M. Kowalski formule le grief d’inexactitude et d’atteinte à la véracité des faits. Il estime que M. Bucco accuse à tort M. Souleymane A. d’avoir organisé un feu de poubelles en marge d’une manifestation dans Paris, reprenant la version de certains syndicats de police sans aucun recul ni prudence. Ainsi, selon lui, le journaliste de CNews « bafoue […] la présomption d’innocence du jeune homme interpellé, qui se voit imputer la participation à ces dégradations, qu’aucun élément n’atteste ».

Il note qu’après le classement sans suite de la procédure visant l’étudiant pour cause d’infraction insuffisamment caractérisée, le rédacteur de la série de tweets ne revient pas sur ses informations, s’étonnant même de cette décision, c’est-à-dire suggérant la culpabilité du jeune homme. « [Le] manque de recul [du journaliste] vis-à-vis du rapport de police, qu’il cite sans cesse, questionne également sur son impartialité », conclut le requérant.

Recevabilité

La saisine porte sur une série de quinze tweets publiés par le journaliste M. Amaury Bucco, reliés entre eux sous la forme d’un thread (fil), sur son compte personnel ouvert sur la plateforme X (anciennement Twitter).
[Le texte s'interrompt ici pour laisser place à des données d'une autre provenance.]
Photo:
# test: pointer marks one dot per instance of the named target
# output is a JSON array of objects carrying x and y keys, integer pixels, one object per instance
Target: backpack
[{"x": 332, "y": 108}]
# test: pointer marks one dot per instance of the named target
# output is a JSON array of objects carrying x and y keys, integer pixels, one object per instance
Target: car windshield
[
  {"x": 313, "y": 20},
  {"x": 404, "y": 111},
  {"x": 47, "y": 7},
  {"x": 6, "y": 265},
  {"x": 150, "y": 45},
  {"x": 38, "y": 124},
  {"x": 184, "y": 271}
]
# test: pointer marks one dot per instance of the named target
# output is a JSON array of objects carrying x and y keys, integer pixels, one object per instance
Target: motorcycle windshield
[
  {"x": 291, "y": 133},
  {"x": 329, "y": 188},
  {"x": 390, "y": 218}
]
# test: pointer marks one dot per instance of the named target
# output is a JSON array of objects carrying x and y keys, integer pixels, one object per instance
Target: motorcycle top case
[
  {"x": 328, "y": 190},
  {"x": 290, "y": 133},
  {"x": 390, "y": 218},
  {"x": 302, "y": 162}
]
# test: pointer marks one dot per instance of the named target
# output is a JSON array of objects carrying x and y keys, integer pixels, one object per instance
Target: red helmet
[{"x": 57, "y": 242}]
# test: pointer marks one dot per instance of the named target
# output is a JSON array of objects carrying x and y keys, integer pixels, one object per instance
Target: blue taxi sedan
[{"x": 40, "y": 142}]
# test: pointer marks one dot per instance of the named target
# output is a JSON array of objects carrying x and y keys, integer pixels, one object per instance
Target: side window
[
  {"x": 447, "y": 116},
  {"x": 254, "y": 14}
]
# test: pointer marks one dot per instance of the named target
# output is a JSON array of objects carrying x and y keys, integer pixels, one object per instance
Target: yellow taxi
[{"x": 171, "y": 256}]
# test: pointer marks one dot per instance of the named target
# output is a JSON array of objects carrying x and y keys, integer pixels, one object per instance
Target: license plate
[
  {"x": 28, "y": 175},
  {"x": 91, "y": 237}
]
Ces contributions ont été publiées en deux temps : les neuf premiers tweets sont datés du 15 avril 2023, à 23 h 02 ; les cinq suivants du 16 avril 2023, entre 21 h 12 (dixième tweet) et 22 h 15 (dernier tweet).

Le CDJM considère que cet ensemble de textes forment bien un « acte journalistique » au sens de son règlement intérieur. Par ailleurs, leur auteur se présente sur X comme « journaliste police/justice » pour le magazine Valeurs actuelles et comme « chroniqueur police/justice » pour la chaîne CNews. Il décrit et commente un fait d’actualité sur la base, selon son propos, d’« informations recueillies par CNews », et ne se contente pas de livrer une opinion générale ou encore une anecdote personnelle.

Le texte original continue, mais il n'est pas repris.